Like Savage, Boyce faults Lee for using a tax increase to handle the county’s deficits. With better management, the shortfalls could have been addressed as early as 2010, Boyce said.

“Cobb has a consistent tradition of being conservative and fiscally responsible,” Boyce said. “When government officials say something, you can hold them to their word.”

Cobb Democratic Party Chairwoman Melissa Pike said she is supportive of Lee’s focus on economic development and his willingness to listen to other viewpoints. But she disagreed with his recommendation last year to shut all but four of the county’s libraries to close a budget gap. Ultimately, avoiding that outcome required furloughs and service cuts that angered some public safety employees.
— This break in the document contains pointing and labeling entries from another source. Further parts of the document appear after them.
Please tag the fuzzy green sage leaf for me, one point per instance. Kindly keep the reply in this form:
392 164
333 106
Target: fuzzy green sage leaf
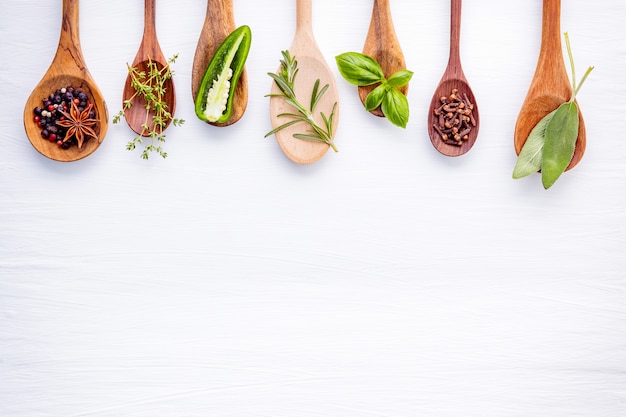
560 142
531 155
552 142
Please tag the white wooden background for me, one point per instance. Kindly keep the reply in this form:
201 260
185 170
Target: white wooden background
385 280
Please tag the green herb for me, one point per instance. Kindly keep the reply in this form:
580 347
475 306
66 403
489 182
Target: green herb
214 101
285 81
531 155
150 86
551 144
363 70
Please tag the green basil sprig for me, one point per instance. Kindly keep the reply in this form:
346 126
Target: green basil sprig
362 70
551 144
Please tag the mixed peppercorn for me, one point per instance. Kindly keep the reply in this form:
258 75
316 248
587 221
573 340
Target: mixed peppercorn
66 117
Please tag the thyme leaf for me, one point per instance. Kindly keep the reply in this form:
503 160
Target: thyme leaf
150 86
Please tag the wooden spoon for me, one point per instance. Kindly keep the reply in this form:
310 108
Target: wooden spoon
218 24
312 67
149 50
550 86
453 78
67 69
382 45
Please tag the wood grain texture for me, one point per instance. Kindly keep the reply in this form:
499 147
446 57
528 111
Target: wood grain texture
149 51
382 44
453 78
550 86
68 68
218 24
312 67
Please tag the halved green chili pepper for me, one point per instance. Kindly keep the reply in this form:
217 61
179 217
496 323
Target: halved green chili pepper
214 101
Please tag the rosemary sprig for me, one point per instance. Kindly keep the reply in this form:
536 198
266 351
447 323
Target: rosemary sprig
285 80
151 88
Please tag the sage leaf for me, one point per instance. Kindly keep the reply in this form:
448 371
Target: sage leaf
395 107
359 69
400 78
560 142
531 156
375 98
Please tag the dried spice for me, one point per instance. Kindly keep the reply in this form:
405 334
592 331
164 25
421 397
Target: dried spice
79 124
66 117
455 120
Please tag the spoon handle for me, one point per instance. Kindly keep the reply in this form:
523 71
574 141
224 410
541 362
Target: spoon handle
455 31
69 42
220 16
304 11
149 24
551 55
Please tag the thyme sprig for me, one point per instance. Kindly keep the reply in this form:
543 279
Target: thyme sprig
285 81
150 86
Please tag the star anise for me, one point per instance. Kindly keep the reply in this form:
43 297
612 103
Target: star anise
79 124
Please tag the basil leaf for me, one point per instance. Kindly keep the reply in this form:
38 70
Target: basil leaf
561 135
531 155
395 107
375 98
400 78
359 69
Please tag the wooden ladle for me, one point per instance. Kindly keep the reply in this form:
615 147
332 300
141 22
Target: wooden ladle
67 69
149 50
550 86
382 44
312 67
453 78
218 24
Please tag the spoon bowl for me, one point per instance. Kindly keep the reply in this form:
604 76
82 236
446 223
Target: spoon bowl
453 78
312 67
218 24
382 44
550 86
68 68
149 52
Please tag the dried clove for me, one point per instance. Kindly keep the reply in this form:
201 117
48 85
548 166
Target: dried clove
455 120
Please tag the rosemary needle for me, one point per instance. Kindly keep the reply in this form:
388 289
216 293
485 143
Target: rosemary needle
285 81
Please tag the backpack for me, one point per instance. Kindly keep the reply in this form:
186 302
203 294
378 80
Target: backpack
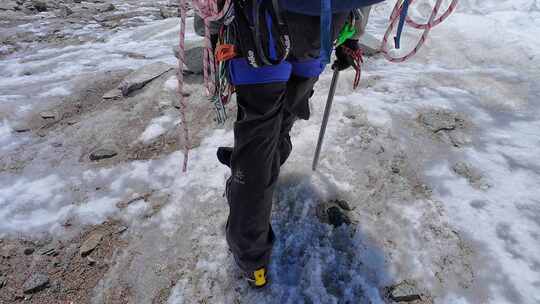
313 7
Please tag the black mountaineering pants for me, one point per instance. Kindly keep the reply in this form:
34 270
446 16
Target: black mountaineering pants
270 99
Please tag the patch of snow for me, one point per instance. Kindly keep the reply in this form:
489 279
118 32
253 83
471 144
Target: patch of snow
158 126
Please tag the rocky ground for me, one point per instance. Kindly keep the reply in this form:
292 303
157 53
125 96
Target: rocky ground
29 24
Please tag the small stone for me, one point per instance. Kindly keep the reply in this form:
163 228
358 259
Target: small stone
121 229
100 154
343 205
65 11
439 120
36 283
113 94
40 6
405 291
48 115
336 217
50 249
139 78
21 128
90 243
7 5
166 12
91 261
7 251
107 8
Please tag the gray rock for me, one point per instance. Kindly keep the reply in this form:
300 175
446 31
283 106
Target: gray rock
7 251
40 6
102 153
21 128
65 11
106 8
121 229
335 213
91 261
48 114
405 291
113 94
166 12
144 75
36 282
91 243
437 120
448 126
473 176
8 5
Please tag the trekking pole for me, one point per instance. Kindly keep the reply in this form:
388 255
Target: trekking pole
327 109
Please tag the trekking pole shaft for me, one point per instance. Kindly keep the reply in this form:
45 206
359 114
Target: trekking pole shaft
326 115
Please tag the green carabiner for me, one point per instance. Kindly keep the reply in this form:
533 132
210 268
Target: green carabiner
348 31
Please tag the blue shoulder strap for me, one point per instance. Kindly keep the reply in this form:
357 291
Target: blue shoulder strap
402 17
326 28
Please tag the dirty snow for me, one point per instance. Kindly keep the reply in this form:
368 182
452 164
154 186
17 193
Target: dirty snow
482 62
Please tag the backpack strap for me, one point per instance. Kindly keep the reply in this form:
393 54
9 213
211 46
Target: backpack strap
326 28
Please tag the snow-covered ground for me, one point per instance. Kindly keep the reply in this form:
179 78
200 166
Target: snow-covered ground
474 240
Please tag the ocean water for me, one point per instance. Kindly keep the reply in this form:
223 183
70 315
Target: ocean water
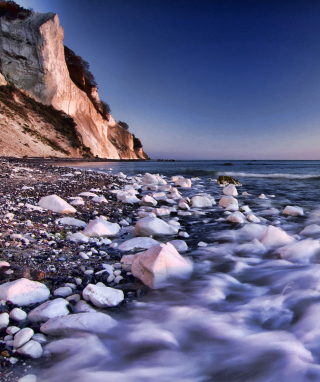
251 310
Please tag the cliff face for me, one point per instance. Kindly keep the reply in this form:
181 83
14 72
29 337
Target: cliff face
32 59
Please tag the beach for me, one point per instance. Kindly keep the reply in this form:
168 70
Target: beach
239 298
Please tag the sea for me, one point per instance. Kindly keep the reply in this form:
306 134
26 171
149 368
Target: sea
250 312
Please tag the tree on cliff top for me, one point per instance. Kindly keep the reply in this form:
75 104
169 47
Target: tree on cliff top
12 10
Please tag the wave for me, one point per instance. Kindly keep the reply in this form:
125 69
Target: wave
198 172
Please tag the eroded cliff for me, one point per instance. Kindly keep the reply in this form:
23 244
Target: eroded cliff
33 59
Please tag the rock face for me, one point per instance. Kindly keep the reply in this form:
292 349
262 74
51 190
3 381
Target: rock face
33 59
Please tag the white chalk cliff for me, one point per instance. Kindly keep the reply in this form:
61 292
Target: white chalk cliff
32 59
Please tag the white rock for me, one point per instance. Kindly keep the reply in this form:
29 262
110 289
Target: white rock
147 200
312 229
99 199
236 217
137 243
100 227
201 201
63 292
4 320
184 183
229 202
252 218
302 252
56 204
180 245
160 263
102 296
22 337
230 190
71 221
150 226
24 292
18 314
293 211
89 322
31 349
276 237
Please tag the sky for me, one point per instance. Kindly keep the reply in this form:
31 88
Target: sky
204 79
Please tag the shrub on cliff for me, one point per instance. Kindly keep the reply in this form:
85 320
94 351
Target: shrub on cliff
12 10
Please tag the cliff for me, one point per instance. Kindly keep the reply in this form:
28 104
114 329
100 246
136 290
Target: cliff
32 58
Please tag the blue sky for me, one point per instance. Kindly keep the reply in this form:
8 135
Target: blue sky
204 79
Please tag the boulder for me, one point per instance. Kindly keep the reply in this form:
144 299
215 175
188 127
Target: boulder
201 201
151 226
229 202
24 292
50 309
159 264
56 204
293 211
137 243
230 190
84 322
101 227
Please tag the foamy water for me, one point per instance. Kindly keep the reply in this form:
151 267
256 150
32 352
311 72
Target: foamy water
249 313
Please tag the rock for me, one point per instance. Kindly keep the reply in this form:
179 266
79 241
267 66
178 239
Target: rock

“Lee’s decision to pit public safety workers against libraries was reprehensible,” Pike said.

As the election season continues, voters are likely to hear more from Lee’s harshest critic, Byrne, who has his own political history to defend.

For months, Byrne has blasted the chairman on his tax decisions, support for chamber of commerce-led economic development initiatives and his handling of the transportation referendum.

On the same day county residents vote in the chairman’s race, voters in Cobb and nine other metro area counties are set to decide on a $6.14 billion list of regional transportation projects, along with a 10-year, 1 percent sales tax to pay for them.

Last week, Lee led a contingent of county leaders proposing reopening the transportation referendum’s project list and transferring more than $600 million from Cobb’s controversial transit line and putting it toward funding for reversible toll lanes along the I-75 /575 corridor. Whether that plan is successful, and the impact on Lee’s re-election chances, depends on whether enough state lawmakers can be persuaded to reopen the list.

In the meantime, Byrne is keeping the pressure on Lee.

“People are telling me that they are disgusted with this. Cobb is the mirror image of the country with property values falling, foreclosures, high unemployment, and we turn around and raise taxes on them,” Byrne said.

Byrne says some people have come to call him the Newt Gingrich of Cobb County. But like Gingrich, Byrne’s return to the ballot is likely to conjure up his political history.

Byrne was chairman of Cobb’s commission in the early 1990s that passed an anti-gay resolution that led to the county losing out on Olympic volleyball events in 1996. During his time in office, Byrne also backed a $23 million county-owned composting plant it operated with Bedminster Bioconversion Corp. The plant never functioned correctly and resulted in more than $60 million in costs for the county. In 1999, the state ethics commission fined Byrne $1,000 for failing to disclose a business partnership.

As for his past, Byrne said, “I don’t see that as baggage, I see that as a reputation for a political person who had to make a tough decision and stood by that decision.”

As the candidates continue this election season, they will face a formidable task, said state Sen. Lindsey Tippins, R-Marietta, who was approached about running for the chairman’s seat but declined.

“Cobb is a large county, with a lot of voters and a lot of different types of voters,” he said. “You’ve got to have a medium to get your message out to all of them.”

Mableton resident Jackye Mumphrey, who has lived in the county since 2003, said she hopes whoever wins the chairman’s race will have more of an open dialogue with constituents.

The town hall meetings and public forums held by commissioners are good, she said, but “it doesn’t seem as if what their constituents suggest is taken seriously, which can be disheartening when you are a person who wants to get involved.”